Pinot

This family tree, which incorporates that of Cabernet Sauvignon, is taken from Wine Grapes, the book I wrote with Julia Harding MW and Dr José Vouillamoz, and is the most complex therein. This is only partly because Pinot (Pinot Noir, Pinot Gris/Grigio and Pinot Blanc have identical DNA profiles) and an obscure eastern French, pale-skinned variety, Gouais Blanc, produced so many progeny. Their 21 known offspring include Chardonnay, Aligoté, the Muscadet grape Melon and the Beaujolais grape Gamay. But Gouais Blanc, encountered today occasionally as Gwäss, has also been shown to be a parent of dozens of other varieties including the great grape of Germany, Riesling, Chenin Blanc, Colombard, the middle European dark-skinned Blaufränkisch and Muscadelle, the third white-wine grape of southwest France with Sauvignon Blanc and Sémillon. Few of the other parents are known. (As in the diagram for Cabernet Sauvignon, question marks represent unknown, probably extinct, varieties.) This is particularly true of the relationships shown in the top right-hand corner which shows how, unexpectedly, the Pinot of Burgundy is related to Syrah and Viognier of the Rhône as well as to a host of Italian grape varieties, including those most famously responsible for Valpolicella.
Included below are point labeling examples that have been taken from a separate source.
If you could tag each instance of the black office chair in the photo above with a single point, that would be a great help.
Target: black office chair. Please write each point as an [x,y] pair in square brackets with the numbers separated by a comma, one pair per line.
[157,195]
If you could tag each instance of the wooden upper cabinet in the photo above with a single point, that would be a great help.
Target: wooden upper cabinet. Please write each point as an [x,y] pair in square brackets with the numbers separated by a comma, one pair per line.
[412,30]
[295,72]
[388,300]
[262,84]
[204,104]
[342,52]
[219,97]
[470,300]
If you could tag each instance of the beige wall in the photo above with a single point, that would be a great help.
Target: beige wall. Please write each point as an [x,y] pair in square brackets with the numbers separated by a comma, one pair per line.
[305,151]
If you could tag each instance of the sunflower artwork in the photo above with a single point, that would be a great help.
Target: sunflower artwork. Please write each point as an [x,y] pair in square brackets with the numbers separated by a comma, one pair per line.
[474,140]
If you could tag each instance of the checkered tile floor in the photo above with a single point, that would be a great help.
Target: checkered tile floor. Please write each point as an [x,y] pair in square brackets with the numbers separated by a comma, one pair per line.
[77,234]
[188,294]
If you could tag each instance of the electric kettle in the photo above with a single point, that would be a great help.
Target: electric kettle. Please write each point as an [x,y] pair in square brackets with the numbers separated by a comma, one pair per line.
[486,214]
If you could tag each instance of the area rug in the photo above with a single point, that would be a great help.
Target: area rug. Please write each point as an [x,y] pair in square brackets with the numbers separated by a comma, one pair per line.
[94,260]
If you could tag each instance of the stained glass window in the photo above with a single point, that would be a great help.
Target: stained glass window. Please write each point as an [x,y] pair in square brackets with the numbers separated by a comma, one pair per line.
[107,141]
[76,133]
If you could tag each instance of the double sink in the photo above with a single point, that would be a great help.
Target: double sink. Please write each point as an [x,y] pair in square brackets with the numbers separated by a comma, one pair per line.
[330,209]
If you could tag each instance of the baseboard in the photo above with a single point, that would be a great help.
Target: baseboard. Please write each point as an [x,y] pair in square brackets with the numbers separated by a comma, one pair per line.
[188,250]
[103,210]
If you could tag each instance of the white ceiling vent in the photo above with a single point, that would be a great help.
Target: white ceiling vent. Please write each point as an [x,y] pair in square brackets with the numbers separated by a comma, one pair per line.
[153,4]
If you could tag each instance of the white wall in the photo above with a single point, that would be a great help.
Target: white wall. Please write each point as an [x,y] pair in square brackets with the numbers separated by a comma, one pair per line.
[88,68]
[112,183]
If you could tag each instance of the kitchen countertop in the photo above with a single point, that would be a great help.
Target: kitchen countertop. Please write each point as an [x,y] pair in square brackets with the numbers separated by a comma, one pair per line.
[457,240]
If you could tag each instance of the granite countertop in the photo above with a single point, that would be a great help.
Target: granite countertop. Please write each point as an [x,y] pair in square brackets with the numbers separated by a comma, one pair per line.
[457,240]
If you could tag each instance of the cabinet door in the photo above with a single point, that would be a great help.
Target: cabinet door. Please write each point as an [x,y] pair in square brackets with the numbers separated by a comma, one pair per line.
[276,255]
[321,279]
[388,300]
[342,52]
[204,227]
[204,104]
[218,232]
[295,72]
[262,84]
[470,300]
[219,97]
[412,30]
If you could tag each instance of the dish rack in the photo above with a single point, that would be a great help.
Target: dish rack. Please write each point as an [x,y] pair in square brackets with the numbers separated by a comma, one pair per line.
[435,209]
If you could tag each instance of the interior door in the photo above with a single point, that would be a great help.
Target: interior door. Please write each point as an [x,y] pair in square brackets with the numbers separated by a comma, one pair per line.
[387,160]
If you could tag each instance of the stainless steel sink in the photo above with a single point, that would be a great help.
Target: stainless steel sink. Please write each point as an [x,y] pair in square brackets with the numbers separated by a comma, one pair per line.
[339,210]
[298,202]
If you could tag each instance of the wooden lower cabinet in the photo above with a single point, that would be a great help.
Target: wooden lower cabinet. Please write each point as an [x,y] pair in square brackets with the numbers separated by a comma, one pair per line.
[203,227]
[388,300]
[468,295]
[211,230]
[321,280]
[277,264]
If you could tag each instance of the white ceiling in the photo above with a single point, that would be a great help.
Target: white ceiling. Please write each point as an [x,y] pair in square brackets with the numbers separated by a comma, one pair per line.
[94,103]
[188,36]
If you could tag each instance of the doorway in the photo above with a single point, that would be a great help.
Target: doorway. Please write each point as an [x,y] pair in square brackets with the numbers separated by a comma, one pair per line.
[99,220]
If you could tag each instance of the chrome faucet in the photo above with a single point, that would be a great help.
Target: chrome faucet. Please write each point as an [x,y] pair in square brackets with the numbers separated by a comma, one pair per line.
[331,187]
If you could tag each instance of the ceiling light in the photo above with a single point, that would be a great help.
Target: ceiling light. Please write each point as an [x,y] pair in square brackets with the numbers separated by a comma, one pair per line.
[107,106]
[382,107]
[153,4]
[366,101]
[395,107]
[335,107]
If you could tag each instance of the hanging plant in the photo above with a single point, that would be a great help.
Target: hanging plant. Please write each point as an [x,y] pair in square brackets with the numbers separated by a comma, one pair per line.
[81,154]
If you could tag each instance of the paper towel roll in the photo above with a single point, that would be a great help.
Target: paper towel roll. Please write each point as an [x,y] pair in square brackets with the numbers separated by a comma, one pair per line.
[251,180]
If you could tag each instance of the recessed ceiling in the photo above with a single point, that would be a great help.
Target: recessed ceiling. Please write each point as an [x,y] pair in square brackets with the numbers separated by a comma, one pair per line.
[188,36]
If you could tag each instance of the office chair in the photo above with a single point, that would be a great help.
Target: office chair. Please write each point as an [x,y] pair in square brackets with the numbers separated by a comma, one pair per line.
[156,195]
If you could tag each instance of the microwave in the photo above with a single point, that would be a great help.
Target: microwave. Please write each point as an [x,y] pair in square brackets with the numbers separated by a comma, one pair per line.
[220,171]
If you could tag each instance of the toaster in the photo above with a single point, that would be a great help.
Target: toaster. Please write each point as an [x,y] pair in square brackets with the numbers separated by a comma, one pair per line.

‘Wine Grapes’by Jancis Robinson, Julia Harding and José Vouillamoz is published by Allen Lane (£120)

Cabernet Sauvignon

When geneticists at the University of California, Davis discovered the parentage of the ubiquitous Cabernet Sauvignon vine in 1997, they revolutionised wine knowledge, opening the door to an avalanche of revelations of relationships between varieties previously never associated with each other. By complex analysis of the DNA of some of the most important vine varieties they found that, just as any small child might surmise but no wine connoisseur had ever contemplated, the parents of Cabernet Sauvignon must have been the equally dark-skinned Cabernet Franc and, unexpectedly, the light-skinned Sauvignon Blanc. But, as you can see from the diagram showing the relationships between this particular family of varieties, many but not all of them common in southwest France, this was just a piece in a jigsaw puzzle, one that is not yet complete. DNA profiling demonstrates parent-offspring relationships but cannot identify which is the parent so, for example, Abouriou may turn out to be the parent of the surprisingly important variety Magdeleine Noire des Charentes (and grandparent of Merlot) rather than the offspring.

Cabernet Sauvignon

Wine family tree - Cabernet

It is perhaps not unexpected that the Cabernets, Merlot, Cot/Malbec, Carmenère and Sauvignon Blanc turn out to be related. They are the most commonly grown varieties of Bordeaux (even if Carmenère is now more much more widely grown in Chile than Bordeaux). Folle Blanche/Gros Plant is grown to the north of Bordeaux in Cognac country and just south of Nantes at the mouth of the Loire. The Loire is Chenin Blanc territory so Chenin’s appearance here is not a total shock. Nor is Trebbiano Toscano/Ugni Blanc, another variety widely used for distillation in southwest France. But Savagnin comes from the other corner of France entirely – and makes a much more predictable appearance in the Pinot family pedigree, thus showing that, in a roundabout fashion, the great grape of Burgundy is related to the great grape of Bordeaux.